Une assistante de direction a été blessée légèrement aux mains et au visage dans la matinée du jeudi 16 mars au siège parisien du FMI. L’incident est intervenu lors de l’ouverture d’un courrier qui a explosé dans l’enceinte du Fonds Monétaire International dans le seizième arrondissement de la capitale.

Selon les premiers éléments de l’enquête, une lettre piégée aurait blessé une femme au siège parisien du FMI. Des sources policières ont indiqué qu’un pétard pourrait être à l’origine de l’explosion selon nos confrères du Figaro. La victime souffrirait de quelques brûlures.

Colis piégé au FMI : retour sur les faits

L’incident est intervenu en fin de matinée dans le bâtiment situé avenue de Iéna. La préfecture de police a dû intervenir après la découverte :

d’un colis suspect, avec a priori un artifice à l’intérieur.

De nombreux employés ont été évacués par mesure de précaution. Une enquête a été ouverte suite à ce terrible incident. Elle a tout d’abord été confiée au premier district de la police judiciaire parisienne d’après des révélations du Figaro.

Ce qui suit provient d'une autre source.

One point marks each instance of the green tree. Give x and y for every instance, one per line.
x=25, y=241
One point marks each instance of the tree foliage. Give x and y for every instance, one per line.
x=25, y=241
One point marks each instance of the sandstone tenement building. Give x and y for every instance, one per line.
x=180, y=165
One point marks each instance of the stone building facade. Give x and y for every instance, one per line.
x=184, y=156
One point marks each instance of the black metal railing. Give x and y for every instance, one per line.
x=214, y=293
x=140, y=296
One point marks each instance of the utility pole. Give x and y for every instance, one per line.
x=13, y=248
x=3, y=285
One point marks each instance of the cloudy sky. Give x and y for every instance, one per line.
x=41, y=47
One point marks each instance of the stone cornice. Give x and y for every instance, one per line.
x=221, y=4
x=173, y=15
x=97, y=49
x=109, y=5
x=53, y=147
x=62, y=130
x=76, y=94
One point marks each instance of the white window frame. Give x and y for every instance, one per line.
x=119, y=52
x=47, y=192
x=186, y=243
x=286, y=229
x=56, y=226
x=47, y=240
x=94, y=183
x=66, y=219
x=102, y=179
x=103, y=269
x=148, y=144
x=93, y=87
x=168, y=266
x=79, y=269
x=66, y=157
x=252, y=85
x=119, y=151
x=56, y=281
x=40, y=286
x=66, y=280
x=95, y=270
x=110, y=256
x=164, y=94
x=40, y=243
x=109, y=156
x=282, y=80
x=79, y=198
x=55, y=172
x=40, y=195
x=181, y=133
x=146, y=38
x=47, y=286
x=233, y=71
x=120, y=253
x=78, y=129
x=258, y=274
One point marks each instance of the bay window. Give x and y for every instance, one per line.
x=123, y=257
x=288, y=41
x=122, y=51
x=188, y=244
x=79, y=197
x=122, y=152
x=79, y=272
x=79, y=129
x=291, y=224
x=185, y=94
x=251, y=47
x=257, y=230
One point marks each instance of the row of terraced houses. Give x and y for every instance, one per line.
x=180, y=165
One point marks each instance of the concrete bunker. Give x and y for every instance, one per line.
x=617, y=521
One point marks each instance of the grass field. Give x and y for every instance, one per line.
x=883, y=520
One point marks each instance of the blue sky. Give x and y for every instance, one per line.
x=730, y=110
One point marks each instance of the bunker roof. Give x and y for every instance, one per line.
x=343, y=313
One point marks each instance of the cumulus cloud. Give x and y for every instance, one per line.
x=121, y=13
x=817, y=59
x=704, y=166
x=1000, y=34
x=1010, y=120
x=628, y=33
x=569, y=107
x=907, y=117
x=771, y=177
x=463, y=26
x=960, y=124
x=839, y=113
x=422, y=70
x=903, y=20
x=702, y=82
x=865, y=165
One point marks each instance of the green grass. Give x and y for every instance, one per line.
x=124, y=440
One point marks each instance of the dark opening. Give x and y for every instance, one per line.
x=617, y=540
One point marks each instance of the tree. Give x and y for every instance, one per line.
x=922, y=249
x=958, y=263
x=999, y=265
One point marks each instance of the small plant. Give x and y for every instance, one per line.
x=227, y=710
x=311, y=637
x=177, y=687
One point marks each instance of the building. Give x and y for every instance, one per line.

La police scientifique s’est également mobilisée afin de récolter un maximum d’indices.

Lettre suspecte au FMI : Une enquête ouverte pour terrorisme

Le parquet antiterroriste français a été saisi, jeudi 16 mars, suite à ce dramatique incident au FMI. Le préfet de police de Paris, Michel Cadot, a dévoilé de nombreux éléments sur les circonstances du drame et sur la victime. Selon ses révélations, l’assistante de direction est :

blessée au visage par des éclats ainsi qu’un blast aux tympans et est actuellement en traitement, sans qu’il y ait le moindre risque quant à sa vie ou à une urgence absolue.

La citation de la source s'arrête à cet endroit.